5-16 Magnetic Shielding via Vacuum Chambers for Beam Orbit Stabilization

-Development of Vacuum Chambers of Magnetic Materials at J-PARC-

Fig.5-41 Location of the vacuum chambers of magnetic materials in the 3 GeV synchrotron at J-PARC

This Picture(151KB)

Fig.5-41 Location of the vacuum chambers of magnetic materials in the 3 GeV synchrotron at J-PARC

At the extraction section in the synchrotron, stray magnetic fields from a nearby magnet leak into the synchrotron beam line, distorting the beam orbit. The vacuum chambers of magnetic materials were developed to shield the beam from these unwanted magnetic fields.

 

Fig.5-42 Calculated magnetic field inside the vacuum chambers, assuming that each component of the vacuum chambers is constructed from magnetic materials

Fig.5-42 Calculated magnetic field inside the vacuum chambers, assuming that each component of the vacuum chambers is constructed from magnetic materials

The area surrounded by the green rectangle in Fig.5-41 was modeled in the calculation. The most effective magnetic shielding was achieved when all components were constructed from magnetic materials.

 

Fig.5-43 Measured magnetic shielding performance and vacuum performance of the vacuum chamber

Fig.5-43 Measured magnetic shielding performance and vacuum performance of the vacuum chamber

(a) The vacuum chamber of magnetic materials effectively shielded the external magnetic field.
(b) The vacuum chamber achieved ultra-high vacuum conditions.

A main source of beam loss in synchrotrons is beam orbit distortion, caused by the entry of unwanted stray magnetic fields from the magnets at a nearby beam line. In the J-PARC 3 GeV synchrotron, a magnet along the beam extraction line injected a ∼10−3 T stray magnetic field into the vacuum chambers, distorting the beam orbit by approximately 10 mm from the chamber center. Stray magnetic fields are most effectively shielded by completely surrounding the beam region with magnetic material. Therefore, we decided to manufacture the vacuum chambers of magnetic materials. The developed vacuum chambers demonstrate superior magnetic shielding and vacuum performances.

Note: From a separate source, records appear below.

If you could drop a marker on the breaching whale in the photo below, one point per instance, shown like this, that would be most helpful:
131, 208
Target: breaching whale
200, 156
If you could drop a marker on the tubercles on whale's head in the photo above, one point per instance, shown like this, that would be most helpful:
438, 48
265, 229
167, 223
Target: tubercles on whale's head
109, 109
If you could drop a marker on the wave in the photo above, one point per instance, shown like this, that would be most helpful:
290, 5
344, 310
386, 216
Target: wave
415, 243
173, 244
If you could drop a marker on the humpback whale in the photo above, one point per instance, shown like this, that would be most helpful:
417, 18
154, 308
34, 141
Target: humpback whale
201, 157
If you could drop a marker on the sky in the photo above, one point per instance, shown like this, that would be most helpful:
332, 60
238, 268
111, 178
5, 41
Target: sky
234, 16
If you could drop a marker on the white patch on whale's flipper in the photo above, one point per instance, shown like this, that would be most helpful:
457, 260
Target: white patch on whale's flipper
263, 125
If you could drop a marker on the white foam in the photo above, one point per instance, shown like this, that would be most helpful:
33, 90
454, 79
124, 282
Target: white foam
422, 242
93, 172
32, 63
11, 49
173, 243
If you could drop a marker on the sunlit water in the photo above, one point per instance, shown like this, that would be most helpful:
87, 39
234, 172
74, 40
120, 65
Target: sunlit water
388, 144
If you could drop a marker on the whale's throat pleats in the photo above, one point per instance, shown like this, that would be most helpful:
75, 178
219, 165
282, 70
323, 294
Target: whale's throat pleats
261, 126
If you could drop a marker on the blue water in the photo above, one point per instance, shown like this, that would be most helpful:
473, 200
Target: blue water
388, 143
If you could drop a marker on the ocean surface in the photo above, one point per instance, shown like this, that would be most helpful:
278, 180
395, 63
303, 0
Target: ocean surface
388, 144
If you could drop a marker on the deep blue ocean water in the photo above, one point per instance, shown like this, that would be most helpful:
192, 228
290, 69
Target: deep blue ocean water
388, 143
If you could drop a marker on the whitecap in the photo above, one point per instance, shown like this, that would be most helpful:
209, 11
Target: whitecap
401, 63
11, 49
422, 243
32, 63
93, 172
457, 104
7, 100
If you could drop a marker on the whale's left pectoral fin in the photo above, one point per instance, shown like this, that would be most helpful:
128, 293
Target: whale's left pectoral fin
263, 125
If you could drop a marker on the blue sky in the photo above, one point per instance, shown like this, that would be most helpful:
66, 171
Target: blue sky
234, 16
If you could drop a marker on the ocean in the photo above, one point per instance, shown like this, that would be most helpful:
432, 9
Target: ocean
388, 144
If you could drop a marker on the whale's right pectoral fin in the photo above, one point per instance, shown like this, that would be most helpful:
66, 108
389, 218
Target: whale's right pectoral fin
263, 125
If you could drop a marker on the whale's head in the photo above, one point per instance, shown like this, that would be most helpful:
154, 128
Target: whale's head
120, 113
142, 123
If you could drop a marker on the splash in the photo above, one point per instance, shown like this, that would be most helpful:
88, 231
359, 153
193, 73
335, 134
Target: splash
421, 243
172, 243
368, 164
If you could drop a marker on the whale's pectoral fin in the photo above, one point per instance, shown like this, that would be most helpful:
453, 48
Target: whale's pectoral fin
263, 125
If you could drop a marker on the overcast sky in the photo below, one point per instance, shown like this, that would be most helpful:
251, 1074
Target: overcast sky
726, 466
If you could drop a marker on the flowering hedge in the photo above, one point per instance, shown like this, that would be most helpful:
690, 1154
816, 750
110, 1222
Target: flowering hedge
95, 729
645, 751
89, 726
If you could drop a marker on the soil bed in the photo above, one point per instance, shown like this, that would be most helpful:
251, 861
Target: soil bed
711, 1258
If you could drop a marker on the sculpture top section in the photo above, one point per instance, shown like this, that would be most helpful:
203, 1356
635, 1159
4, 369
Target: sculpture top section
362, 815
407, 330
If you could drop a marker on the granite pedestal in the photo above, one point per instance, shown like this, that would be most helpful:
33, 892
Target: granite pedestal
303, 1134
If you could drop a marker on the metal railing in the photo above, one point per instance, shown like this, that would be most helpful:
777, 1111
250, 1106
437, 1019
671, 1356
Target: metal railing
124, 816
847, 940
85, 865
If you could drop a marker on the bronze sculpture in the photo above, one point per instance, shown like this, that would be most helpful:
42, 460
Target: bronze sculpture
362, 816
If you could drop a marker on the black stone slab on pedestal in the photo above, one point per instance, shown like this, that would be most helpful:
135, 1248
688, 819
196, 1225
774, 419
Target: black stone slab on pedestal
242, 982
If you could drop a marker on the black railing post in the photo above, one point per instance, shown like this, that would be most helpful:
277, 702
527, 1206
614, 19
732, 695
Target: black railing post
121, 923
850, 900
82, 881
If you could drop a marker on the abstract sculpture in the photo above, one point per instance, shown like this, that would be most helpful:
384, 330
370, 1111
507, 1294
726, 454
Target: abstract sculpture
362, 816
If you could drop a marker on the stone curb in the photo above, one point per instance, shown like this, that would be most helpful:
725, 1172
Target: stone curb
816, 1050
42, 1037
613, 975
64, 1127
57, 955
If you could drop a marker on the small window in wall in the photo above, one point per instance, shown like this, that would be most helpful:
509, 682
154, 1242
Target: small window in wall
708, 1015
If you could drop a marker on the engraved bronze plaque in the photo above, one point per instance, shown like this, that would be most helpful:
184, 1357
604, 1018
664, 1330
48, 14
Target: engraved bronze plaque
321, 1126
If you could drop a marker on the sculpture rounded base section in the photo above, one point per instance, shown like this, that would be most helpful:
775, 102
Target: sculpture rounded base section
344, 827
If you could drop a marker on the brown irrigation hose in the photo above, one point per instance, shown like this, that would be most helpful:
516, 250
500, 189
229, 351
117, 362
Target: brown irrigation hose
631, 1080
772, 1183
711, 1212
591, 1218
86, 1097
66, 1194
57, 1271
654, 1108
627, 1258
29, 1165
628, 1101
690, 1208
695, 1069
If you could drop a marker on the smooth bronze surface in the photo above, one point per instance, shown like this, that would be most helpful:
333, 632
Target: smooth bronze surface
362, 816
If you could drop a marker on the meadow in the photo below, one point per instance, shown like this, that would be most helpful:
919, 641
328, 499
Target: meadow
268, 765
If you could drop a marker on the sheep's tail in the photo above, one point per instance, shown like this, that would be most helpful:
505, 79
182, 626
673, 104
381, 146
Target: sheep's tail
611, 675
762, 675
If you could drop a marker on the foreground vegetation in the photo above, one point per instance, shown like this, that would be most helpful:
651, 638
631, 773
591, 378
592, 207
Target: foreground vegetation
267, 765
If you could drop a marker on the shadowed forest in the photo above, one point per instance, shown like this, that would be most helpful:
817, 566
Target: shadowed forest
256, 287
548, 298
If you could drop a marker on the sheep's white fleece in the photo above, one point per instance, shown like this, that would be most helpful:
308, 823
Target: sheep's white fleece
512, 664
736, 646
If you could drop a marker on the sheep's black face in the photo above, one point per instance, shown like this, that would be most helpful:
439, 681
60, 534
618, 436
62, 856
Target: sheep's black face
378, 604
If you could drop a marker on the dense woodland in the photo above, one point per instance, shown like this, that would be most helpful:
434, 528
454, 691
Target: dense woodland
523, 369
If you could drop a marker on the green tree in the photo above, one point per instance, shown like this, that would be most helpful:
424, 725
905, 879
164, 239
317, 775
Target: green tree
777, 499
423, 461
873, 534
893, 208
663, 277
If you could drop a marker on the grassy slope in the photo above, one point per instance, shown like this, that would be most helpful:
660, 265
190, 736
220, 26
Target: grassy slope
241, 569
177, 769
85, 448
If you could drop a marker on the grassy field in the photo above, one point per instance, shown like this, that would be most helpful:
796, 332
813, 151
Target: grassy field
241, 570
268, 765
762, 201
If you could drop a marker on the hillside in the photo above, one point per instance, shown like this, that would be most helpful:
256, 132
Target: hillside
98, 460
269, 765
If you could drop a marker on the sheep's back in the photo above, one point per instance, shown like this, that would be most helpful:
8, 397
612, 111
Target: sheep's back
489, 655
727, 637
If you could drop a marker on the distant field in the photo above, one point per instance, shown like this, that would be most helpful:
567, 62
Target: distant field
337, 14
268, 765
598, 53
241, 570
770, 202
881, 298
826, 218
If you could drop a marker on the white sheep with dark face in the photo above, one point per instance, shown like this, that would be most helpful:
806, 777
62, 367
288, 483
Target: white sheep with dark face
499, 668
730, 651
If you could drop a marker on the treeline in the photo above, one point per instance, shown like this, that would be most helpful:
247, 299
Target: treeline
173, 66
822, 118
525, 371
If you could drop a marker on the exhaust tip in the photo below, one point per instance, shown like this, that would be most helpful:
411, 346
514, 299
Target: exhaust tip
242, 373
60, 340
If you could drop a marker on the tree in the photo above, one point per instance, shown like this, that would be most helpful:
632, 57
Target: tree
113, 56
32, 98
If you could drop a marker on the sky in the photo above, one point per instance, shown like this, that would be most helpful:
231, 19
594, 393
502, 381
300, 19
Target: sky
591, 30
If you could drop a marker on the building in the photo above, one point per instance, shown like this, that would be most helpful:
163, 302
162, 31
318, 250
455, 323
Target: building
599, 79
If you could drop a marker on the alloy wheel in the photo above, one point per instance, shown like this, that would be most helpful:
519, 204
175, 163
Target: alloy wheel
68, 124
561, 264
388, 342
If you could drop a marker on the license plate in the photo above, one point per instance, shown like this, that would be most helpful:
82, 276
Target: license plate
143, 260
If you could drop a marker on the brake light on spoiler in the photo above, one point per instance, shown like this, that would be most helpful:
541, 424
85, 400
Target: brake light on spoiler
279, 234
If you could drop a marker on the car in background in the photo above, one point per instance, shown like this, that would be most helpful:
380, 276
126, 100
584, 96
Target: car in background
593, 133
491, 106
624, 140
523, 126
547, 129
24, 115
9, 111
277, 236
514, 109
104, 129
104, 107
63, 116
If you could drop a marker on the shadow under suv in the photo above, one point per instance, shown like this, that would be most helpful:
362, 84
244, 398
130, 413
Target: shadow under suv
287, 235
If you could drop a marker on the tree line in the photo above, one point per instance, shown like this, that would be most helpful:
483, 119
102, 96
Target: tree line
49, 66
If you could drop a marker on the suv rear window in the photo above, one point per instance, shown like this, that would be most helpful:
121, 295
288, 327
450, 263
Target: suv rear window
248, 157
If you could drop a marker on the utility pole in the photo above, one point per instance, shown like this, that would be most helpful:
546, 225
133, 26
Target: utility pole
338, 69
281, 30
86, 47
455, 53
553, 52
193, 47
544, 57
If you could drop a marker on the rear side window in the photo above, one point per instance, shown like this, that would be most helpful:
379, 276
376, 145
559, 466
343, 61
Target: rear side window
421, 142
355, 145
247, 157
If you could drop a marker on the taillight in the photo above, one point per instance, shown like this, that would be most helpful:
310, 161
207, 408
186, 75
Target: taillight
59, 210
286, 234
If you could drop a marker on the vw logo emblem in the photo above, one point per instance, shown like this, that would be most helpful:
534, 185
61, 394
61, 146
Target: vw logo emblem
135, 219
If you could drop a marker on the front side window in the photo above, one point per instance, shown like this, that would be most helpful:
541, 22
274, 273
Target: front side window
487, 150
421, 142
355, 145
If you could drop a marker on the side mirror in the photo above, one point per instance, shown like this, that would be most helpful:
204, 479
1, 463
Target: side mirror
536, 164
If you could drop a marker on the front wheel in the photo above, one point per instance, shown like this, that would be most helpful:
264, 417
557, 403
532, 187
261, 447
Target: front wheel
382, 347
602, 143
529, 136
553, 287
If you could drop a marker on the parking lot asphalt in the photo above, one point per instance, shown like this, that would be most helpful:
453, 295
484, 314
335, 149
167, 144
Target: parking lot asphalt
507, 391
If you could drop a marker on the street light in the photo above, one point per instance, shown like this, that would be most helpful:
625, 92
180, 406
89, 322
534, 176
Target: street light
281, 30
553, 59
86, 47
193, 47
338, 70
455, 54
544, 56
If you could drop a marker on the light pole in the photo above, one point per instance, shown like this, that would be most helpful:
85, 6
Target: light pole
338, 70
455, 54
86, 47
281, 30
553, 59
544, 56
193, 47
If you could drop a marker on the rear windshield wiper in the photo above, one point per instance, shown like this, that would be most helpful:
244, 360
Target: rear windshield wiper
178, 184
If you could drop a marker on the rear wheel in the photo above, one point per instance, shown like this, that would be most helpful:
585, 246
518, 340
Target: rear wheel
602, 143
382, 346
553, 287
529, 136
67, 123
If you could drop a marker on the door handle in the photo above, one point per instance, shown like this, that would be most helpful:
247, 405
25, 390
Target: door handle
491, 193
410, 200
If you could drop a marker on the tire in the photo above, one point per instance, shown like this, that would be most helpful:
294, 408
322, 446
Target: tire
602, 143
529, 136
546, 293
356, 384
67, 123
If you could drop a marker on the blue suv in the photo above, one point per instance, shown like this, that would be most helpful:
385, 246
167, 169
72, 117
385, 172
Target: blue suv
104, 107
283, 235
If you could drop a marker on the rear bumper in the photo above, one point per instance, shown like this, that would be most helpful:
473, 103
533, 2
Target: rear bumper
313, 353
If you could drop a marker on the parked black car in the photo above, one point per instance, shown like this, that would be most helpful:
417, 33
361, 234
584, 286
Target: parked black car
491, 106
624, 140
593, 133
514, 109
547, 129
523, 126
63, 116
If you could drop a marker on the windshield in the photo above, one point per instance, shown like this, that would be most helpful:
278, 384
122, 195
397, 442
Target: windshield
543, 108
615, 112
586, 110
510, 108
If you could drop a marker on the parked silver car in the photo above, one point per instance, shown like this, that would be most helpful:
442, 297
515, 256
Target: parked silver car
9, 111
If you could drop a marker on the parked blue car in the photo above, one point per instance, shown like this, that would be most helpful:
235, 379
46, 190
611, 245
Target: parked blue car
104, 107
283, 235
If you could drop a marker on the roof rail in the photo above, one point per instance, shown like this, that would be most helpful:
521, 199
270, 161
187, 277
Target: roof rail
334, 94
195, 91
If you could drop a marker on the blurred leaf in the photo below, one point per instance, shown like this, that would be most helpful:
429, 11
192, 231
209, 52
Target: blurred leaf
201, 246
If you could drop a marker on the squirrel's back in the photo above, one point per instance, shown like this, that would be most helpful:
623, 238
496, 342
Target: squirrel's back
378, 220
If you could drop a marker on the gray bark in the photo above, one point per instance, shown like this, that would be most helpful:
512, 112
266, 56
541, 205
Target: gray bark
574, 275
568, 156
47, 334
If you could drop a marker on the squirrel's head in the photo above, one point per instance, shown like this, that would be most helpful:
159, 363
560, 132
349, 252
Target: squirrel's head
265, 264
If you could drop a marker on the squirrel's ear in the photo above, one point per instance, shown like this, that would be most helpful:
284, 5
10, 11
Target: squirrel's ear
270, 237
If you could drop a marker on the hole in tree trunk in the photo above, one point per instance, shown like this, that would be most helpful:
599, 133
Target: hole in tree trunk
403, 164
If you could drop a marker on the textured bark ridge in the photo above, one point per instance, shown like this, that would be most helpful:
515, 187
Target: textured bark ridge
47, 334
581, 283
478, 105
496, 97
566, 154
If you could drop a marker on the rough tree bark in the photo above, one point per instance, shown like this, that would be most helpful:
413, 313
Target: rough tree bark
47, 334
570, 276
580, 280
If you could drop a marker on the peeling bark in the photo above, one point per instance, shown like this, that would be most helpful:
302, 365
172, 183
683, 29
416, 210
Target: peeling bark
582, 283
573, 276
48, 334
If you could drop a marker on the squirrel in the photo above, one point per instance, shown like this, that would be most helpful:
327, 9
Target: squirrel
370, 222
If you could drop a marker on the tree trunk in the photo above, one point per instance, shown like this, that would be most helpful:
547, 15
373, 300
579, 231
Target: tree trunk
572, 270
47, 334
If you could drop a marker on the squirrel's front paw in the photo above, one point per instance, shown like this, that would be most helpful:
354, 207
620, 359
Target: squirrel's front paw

Fig.5-41 shows the layout of the extraction section of the synchrotron, where the vacuum chambers of magnetic materials are installed. According to the beam orbit calculation, the external magnetic field should be suppressed to less than one-tenth in this beam region. Fig.5-42 shows the calculated magnetic field, assuming that each component of the vacuum chambers is constructed from magnetic materials. To ensure effective shielding, all the components, including the bellows, flange, and pipe parts, should be made from magnetic materials. To this end, permalloy and ferritic stainless steel were selected for the thin (pipes and bellows) and thick (flanges) parts, respectively.

Machining generates internal stress, which generally reduces the magnetic permeability of a material. However, magnetic permeability can be recovered by annealing. On the other hand, to reduce outgassing, vacuum materials are baked at high temperature under high-vacuum conditions. To achieve magnetic annealing while reducing the outgassing, we heat-treated the vacuum chambers under high vacuum. Fig.5-43 shows the magnetic shielding and vacuum performances. The external magnetic field was suppressed to less than one-tenth inside the chamber, and the magnetic materials ensured ultra-high vacuum. By constructing the vacuum chambers of magnetic materials, we can realize superior magnetic shielding and vacuum performances and a stable beam orbit within the synchrotron.